Hackers will figure things out.  They will tell other people.  They are the epitome of the open environment that Obama claims to support.  They are not the miscreants who profit from corporate espionage, send out a universe of spam, or attempt to cause mayhem through viruses and worms.  Over the years, the media has created the perception that anyone causing any sort of mischief on the net or involving a computer is ipso-facto a hacker.  This, ironically, leads those very individuals who participate in this sort of destructive behavior into proudly labeling themselves as hackers.  But they're clearly not and a mere look at the constant dialogue that runs through our pages will show any outsider just how seriously true hackers take this sort of thing.  By simply awarding any evildoer with a keyboard this title, we wind up giving them far more credit than they deserve and the people with the real talent are themselves categorized as criminals.  This is a surefire way to not only lose the battle but to lose a generation of innovators and freethinkers.

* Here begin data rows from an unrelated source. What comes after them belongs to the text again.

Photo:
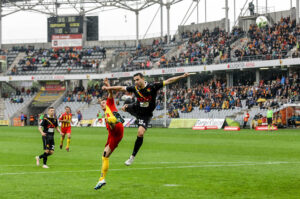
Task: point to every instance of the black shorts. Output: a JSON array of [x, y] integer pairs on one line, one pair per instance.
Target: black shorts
[[141, 120], [269, 119], [48, 142]]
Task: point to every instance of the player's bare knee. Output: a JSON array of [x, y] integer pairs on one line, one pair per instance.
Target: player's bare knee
[[124, 108], [141, 133]]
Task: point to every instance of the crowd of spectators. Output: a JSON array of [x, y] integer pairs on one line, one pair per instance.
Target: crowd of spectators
[[203, 47], [15, 97], [69, 57], [270, 42], [146, 56], [216, 95]]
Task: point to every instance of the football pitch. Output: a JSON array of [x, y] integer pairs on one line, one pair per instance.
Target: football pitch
[[172, 163]]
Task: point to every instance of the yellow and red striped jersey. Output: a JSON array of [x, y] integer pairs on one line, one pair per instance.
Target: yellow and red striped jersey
[[67, 117]]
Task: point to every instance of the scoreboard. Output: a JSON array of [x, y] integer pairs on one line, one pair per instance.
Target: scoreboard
[[64, 25]]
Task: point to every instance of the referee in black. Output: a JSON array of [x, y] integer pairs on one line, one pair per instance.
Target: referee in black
[[143, 108], [46, 128]]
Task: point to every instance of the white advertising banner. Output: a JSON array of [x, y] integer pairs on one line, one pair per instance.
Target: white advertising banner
[[210, 123], [161, 71]]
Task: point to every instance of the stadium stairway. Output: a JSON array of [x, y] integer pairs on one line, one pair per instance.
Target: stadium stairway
[[13, 110], [105, 64], [20, 56], [1, 109], [238, 44], [75, 106]]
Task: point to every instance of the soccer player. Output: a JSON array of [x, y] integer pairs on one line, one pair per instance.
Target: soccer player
[[66, 121], [48, 124], [143, 108], [270, 118], [114, 125]]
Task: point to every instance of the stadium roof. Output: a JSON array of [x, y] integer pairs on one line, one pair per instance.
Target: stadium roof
[[51, 7]]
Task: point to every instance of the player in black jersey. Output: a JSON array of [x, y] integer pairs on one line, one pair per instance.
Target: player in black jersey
[[143, 108], [46, 128]]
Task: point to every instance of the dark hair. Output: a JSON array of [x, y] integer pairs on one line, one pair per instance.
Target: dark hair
[[139, 74], [68, 108]]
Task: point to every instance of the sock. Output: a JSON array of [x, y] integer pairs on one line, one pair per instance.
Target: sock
[[45, 158], [43, 155], [62, 140], [104, 169], [68, 142], [137, 145]]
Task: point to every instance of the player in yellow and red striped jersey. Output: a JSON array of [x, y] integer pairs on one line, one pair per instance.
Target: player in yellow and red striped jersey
[[66, 121]]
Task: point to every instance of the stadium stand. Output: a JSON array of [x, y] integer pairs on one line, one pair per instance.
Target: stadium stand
[[15, 104], [62, 61]]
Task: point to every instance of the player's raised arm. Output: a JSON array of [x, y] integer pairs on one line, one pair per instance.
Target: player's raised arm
[[115, 88], [58, 129], [175, 79], [106, 83], [41, 131]]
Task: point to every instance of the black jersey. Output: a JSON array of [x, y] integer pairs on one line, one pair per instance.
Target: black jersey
[[146, 97], [49, 124]]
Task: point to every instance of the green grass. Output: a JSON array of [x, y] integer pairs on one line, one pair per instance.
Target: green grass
[[202, 164]]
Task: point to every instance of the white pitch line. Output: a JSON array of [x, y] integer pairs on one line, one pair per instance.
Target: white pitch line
[[153, 168], [146, 163]]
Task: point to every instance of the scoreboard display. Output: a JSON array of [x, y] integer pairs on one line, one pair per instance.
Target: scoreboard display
[[64, 25]]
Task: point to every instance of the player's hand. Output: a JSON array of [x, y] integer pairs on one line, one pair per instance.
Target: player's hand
[[186, 74], [106, 82], [124, 107]]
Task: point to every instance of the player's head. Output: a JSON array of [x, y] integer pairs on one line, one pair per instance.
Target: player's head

We want to be very clear on this.  Many hackers do step over the line.  Not so long ago, it was impossible for most curious people to play with a UNIX machine without breaking into one.  Communications once were so prohibitively expensive that manipulating one's way around the Bell System was almost a necessity for those who simply wanted to stay in touch and share information.  We see how society has changed so that these interests (computer access and free communications) are now encouraged.  While mischievous and not completely within the confines of the law, such people were never malicious or destructive.  Often they enjoyed and understood the systems they were using far more than the legitimate users and they frequently went on to design better ones.  We know that many people have a problem with those who step outside the rules and we don't expect ringing endorsements of their behavior.  But what we should expect is for distinctions to be drawn between this sort of thing and the antics of idiots, vandals, profiteers, and con men who have always existed and always will.  Just because they use the technology does not mean they appreciate it or comprehend it for anything more than their unimaginative goals.

Terms like "digital war" and "cyberterror" are great for sound bites but we need to avoid the tabloid approach in strengthening security or we'll inevitably wind up with ill-conceived legislation and a lot of misplaced fear.  Done properly, our ideals have a chance of surviving and many of our nation's brightest could help steer us in the right direction.